Pour votre considération: Laura Dern dans Inland Empire


Non pas que nous accordions généralement beaucoup de place aux choix de fin d'année de l'Academy of Motion Picture Arts and Sciences (merci pour la dis on Un lion dans la maison, putains. Aveuglement, n'importe qui?), mais il est clairement évident que quelques milliards de personnes qui ne sont pas nous faire, c'est pourquoi il vaut parfois la peine de faire du lobbying, au moins dans une petite mesure, pour un candidat privilégié de loin.



Voici donc mon vote, pour l'une des performances les plus époustouflantes, audacieuses, effrayantes et habiles de l'année: Laura Dern dans Empire intérieur. Longtemps après son apogée de visibilité au début des années 90 (Le coeur qui est en Desert, Rambling Rose, et parc jurassique), Les crédits de Dern tout au long des premières années ont éclairci une pièce équitable. Alors qu’elle a joué des rôles dans des films comme Fins heureuses, Nous ne vivons plus ici, et Le lauréat de Defiance Ohio, on peut présumer que peu de gens ont pris beaucoup d'attention alors que ce lot flottait dans et hors des théâtres. Avec Intérieur elle retrouve le réalisateur qui lui a donné ce qui est peut-être son rôle d'archétype (du moins pour moi: Lula in Le coeur qui est en Desert), et a livré une performance indescriptible devant un film presque inexplicable.

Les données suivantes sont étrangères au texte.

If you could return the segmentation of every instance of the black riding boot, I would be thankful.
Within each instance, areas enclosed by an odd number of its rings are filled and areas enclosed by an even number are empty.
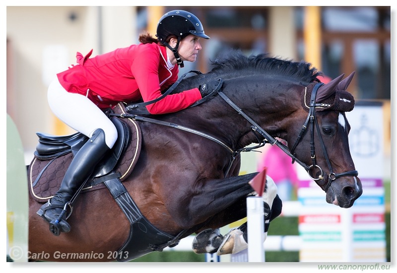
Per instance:
[[[91,175],[95,166],[110,150],[105,142],[103,130],[97,129],[73,158],[55,196],[41,206],[37,214],[49,223],[57,220],[66,204],[70,201],[81,184]],[[60,230],[54,232],[50,224],[50,230],[57,236],[59,231],[70,231],[70,226],[66,221],[66,214],[59,221]]]

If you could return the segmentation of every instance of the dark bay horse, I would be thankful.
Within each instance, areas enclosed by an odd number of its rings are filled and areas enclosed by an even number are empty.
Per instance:
[[[240,154],[234,152],[264,138],[305,167],[325,191],[328,203],[353,205],[362,191],[344,114],[354,106],[345,91],[354,73],[318,85],[321,73],[310,64],[266,55],[247,57],[238,52],[213,65],[207,73],[183,80],[175,92],[221,78],[221,92],[198,106],[149,117],[202,132],[218,142],[139,122],[140,156],[123,185],[146,218],[162,232],[181,234],[182,239],[245,217],[246,198],[253,194],[248,182],[257,173],[239,176]],[[288,146],[273,142],[275,137],[286,140]],[[264,195],[266,203],[274,199],[275,192],[271,194]],[[129,238],[130,223],[106,189],[81,194],[68,219],[71,230],[59,236],[51,234],[48,223],[36,214],[41,204],[31,196],[29,203],[29,250],[37,260],[110,261]],[[93,255],[69,255],[76,253]]]

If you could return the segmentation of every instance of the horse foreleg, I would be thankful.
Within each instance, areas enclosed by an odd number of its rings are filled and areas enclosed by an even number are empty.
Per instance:
[[[277,196],[277,187],[273,180],[269,176],[266,177],[266,191],[264,193],[262,198],[266,205],[264,207],[265,212],[265,234],[264,241],[267,236],[270,221],[278,216],[281,213],[282,206],[279,198],[276,199],[277,202],[277,210],[275,210],[274,215],[272,215],[272,207],[273,201]],[[278,213],[278,214],[277,214]],[[267,214],[267,215],[266,215]],[[239,227],[231,230],[225,235],[224,239],[218,250],[218,255],[237,253],[248,247],[248,240],[247,233],[247,223],[246,222]]]
[[[266,180],[266,190],[263,195],[265,207],[267,208],[265,209],[265,212],[268,213],[265,216],[265,240],[269,222],[281,213],[282,207],[281,201],[276,196],[275,184],[270,177],[267,177]],[[217,228],[245,217],[247,215],[246,200],[245,197],[236,201],[233,205],[215,215],[206,223],[204,226],[207,229],[198,234],[194,240],[192,244],[194,251],[200,254],[214,253],[217,251],[218,255],[223,255],[236,253],[247,248],[247,223],[224,236],[219,234],[219,229]]]

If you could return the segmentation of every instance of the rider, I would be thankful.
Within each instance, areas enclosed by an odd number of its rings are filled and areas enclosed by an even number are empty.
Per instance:
[[[59,190],[37,213],[50,222],[57,219],[93,169],[113,146],[117,138],[115,126],[103,110],[120,101],[148,101],[178,79],[178,66],[195,62],[201,49],[200,38],[209,39],[192,13],[172,10],[157,25],[157,39],[141,34],[140,42],[89,59],[92,50],[77,64],[57,74],[48,88],[50,107],[61,120],[90,138],[73,159]],[[169,95],[146,106],[150,114],[176,112],[208,94],[211,82],[182,93]],[[204,88],[205,86],[205,88]],[[200,87],[202,88],[200,88]],[[60,230],[70,226],[64,216]]]

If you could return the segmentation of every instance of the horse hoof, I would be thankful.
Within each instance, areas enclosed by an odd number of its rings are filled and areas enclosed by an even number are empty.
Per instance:
[[[243,232],[240,229],[233,229],[225,235],[223,242],[222,242],[218,250],[217,255],[234,254],[240,252],[248,247],[248,244],[244,240],[242,242],[241,235]]]
[[[193,239],[192,248],[197,254],[215,253],[223,241],[219,230],[208,228],[198,233]]]

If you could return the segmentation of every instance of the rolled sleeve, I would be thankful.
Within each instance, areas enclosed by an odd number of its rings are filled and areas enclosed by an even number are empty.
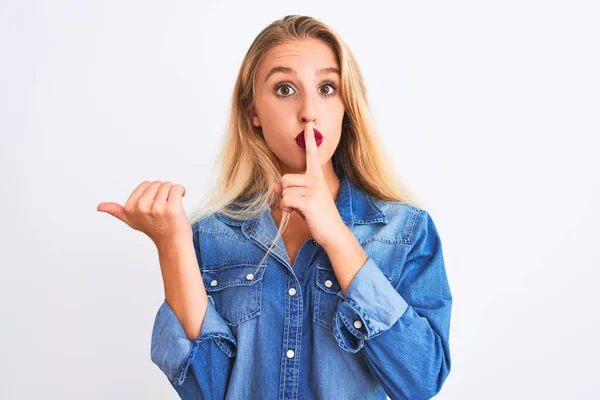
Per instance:
[[[208,296],[208,299],[200,333],[191,341],[166,300],[156,314],[150,358],[174,385],[183,383],[198,347],[208,339],[212,339],[227,357],[236,355],[237,343],[231,328],[217,312],[212,297]]]
[[[356,353],[365,340],[394,325],[407,308],[407,302],[369,257],[350,282],[334,315],[334,336],[342,349]]]

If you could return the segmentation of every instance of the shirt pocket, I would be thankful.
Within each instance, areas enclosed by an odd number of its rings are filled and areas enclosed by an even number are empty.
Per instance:
[[[240,260],[203,266],[202,280],[217,312],[237,326],[260,314],[266,262]]]
[[[343,301],[342,289],[333,269],[325,265],[317,265],[315,283],[313,321],[333,330],[333,316],[338,305]]]

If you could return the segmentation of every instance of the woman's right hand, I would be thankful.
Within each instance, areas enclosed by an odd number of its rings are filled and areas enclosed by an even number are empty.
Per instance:
[[[158,246],[192,235],[182,204],[185,188],[171,182],[144,181],[131,193],[125,206],[100,203],[97,211],[106,212],[143,232]]]

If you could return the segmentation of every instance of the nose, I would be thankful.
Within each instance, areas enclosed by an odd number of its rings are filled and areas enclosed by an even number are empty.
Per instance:
[[[302,104],[300,106],[299,111],[299,119],[302,124],[306,124],[307,122],[315,122],[316,120],[316,107],[317,99],[315,99],[311,93],[304,93],[302,97]]]

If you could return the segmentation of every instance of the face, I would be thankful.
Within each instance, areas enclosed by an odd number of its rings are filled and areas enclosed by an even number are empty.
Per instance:
[[[285,69],[273,70],[276,67]],[[315,39],[278,45],[258,66],[252,123],[262,127],[284,174],[306,171],[306,153],[295,138],[309,121],[323,135],[318,147],[321,165],[331,168],[342,133],[344,104],[338,93],[340,74],[330,68],[339,71],[335,53]]]

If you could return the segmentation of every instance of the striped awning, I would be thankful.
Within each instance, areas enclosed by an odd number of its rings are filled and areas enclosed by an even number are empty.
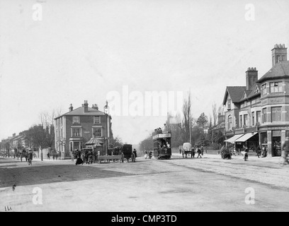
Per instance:
[[[246,140],[251,138],[253,136],[255,136],[257,133],[258,133],[257,132],[254,132],[253,133],[245,133],[244,136],[235,140],[234,142],[245,142]]]
[[[242,137],[244,135],[244,133],[242,134],[237,134],[233,136],[232,137],[230,138],[229,139],[227,139],[225,141],[224,141],[225,142],[229,142],[231,143],[234,143],[234,141],[236,141],[237,139],[239,138],[240,137]]]
[[[94,145],[94,146],[97,146],[97,145],[101,145],[103,144],[103,141],[102,139],[93,137],[91,138],[89,141],[87,141],[85,145]]]

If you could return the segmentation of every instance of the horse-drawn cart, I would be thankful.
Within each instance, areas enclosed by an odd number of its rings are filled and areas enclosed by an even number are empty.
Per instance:
[[[115,147],[109,148],[108,150],[108,155],[99,155],[98,156],[98,163],[102,160],[106,160],[110,162],[110,160],[118,160],[119,162],[123,162],[125,159],[127,159],[128,162],[130,159],[132,162],[135,162],[135,155],[132,152],[132,145],[124,144],[121,147]]]

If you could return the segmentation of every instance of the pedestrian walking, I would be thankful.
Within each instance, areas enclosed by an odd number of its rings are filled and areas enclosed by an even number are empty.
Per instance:
[[[135,158],[137,158],[137,150],[135,150],[135,148],[133,149],[132,153],[135,154]]]
[[[23,157],[23,154],[22,153],[22,152],[20,153],[20,160],[22,162],[22,158]]]
[[[258,157],[260,157],[260,155],[261,155],[261,154],[260,145],[258,145],[258,146],[257,146],[257,148],[256,149],[256,153]]]
[[[192,157],[195,157],[195,148],[193,148],[193,147],[191,148],[191,155],[192,155]]]
[[[200,155],[200,154],[202,153],[202,151],[200,150],[200,148],[198,148],[197,153],[198,153],[197,157],[199,157],[199,156],[200,156],[200,157],[202,157],[202,155]]]
[[[152,151],[149,150],[149,159],[151,159],[152,156]]]
[[[32,159],[33,157],[33,153],[32,153],[31,149],[29,150],[29,153],[28,153],[28,165],[32,165]]]
[[[77,158],[75,165],[84,165],[84,161],[81,160],[81,152],[76,150]]]

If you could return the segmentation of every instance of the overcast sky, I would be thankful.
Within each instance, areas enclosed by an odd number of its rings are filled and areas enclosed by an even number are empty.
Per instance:
[[[288,0],[1,0],[0,138],[84,100],[102,110],[124,87],[144,97],[191,90],[193,117],[209,116],[226,86],[245,85],[248,67],[261,78],[274,44],[288,47]],[[137,143],[165,120],[113,116],[113,131]]]

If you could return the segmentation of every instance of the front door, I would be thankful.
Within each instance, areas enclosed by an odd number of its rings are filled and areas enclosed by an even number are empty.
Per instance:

Ce qui pose la question: est-ce que quelqu'un épargnera du temps en cette saison de vacances / récompenses bondée pour le regarder? Empire intérieurIl s'agit d'une convention narrative linéaire de près de trois heures de long, très expérimentale et abandonnant assez tôt pour une longue série de connexions subjectives et oniriques. Il s'agit d'un film qui demeure incohérent tout en taquinant le public avec la possibilité de “; réponses, ”; pourtant, en quelque sorte atteint un point culminant émotionnel rédempteur, sans que le public puisse vraiment saisir les enjeux. Cela est dû à bien des égards à Dern, qui oscille entre les personnages, les accents et les affects, suivant Lynch alors qu'il plonge de plus en plus profondément dans le multivers qui est son dernier film. Quelle autre actrice accepterait de se connecter à un projet sans un script tourné sur des “; caméras-jouets ”; (Paroles de Lynch) sur une période de plusieurs années avec la possibilité qu'aucun produit final ne puisse en résulter? Bravo pour cela, mais qu'en est-il d'une actrice qui se pousse à travers une gamme de personnages, une séquence de mort sanglante gargouillis, de longs tronçons où elle est tenue d'exécuter toutes les différentes nuances de confusion, et, le plus horriblement pour tout artiste, lui permettant son propre visage étiré et déformé en une sorte de masque funéraire funhouse à la conclusion terrifiante du film?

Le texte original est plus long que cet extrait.